The honeymoon between Microsoft and the partners and customers who've been gleefully awaiting the arrival of Windows Home Server may be over, thanks to a serious data corruption glitch in the software.
"When you use certain programs to edit files on a home computer that uses Windows Home Server, the files may become corrupted when you save them to the home server," said Microsoft.
According to Microsoft, the problem appears to be limited to files saved using Windows Vista Photo Gallery, Windows Live Photo Gallery, Microsoft Office OneNote 2007, Microsoft Office OneNote 2003, Microsoft Office Outlook 2007, Microsoft Money 2007 and SyncToy 2.0 Beta. When a user saves a file to the Home Server using one of these programs, the files may become corrupted.
Some of those are obscure applications, but data corruption in Outlook, Microsoft Money and Windows Vista Photo Gallery could seriously ruin a few peoples' holiday weekends.
Also, that list is just the software Microsoft has been able to reproduce the bug on. The team is also experimenting with torrents, Quicken and QuickBook files, which users have also reported problems with.
Microsoft blamed the problem on a glitch within Windows Home Server's shared folders.

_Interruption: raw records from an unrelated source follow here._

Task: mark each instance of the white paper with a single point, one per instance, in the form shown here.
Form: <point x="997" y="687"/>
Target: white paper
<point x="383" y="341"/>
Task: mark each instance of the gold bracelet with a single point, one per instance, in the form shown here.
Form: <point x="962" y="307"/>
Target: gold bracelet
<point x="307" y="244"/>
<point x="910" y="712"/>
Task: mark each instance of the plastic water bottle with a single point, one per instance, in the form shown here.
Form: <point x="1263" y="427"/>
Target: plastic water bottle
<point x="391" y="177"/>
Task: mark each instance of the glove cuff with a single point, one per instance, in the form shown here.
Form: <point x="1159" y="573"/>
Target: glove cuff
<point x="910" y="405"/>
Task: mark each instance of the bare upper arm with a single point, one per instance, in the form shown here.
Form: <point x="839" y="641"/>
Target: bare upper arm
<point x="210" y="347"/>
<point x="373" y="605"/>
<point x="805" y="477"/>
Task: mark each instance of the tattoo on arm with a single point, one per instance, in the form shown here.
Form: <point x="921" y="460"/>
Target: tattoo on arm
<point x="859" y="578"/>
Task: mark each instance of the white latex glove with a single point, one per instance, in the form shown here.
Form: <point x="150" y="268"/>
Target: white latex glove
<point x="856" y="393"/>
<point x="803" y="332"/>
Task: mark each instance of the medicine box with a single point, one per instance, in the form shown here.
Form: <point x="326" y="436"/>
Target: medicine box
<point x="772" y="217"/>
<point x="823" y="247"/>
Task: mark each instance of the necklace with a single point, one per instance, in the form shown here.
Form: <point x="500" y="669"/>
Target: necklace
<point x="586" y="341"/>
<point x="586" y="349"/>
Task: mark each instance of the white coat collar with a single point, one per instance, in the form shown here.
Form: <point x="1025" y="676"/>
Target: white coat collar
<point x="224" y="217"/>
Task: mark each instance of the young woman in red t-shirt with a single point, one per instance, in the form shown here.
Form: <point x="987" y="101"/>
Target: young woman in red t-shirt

The company said it had reproduced the bug and would post any new information to the document tagged as KB946676.
"Our development team is working full-time through the holidays to diagnose and address this issue," claimed Microsoft.
The Windows Home Server product was announced earlier this year at the Consumer Electronics Show. It is designed to be a thin version of Microsoft's Windows Server, which typically uses an Intel Xeon or AMD Opteron server processor as a foundation for enterprise software. It made its consumer debut in October.
The Windows Home Server operating system is Microsoft’s attempt at helping consumers manage the tremendous amount of available content. The operating system has been commercially sold for several months now on inexpensive home file servers that can store documents, pictures, music and video.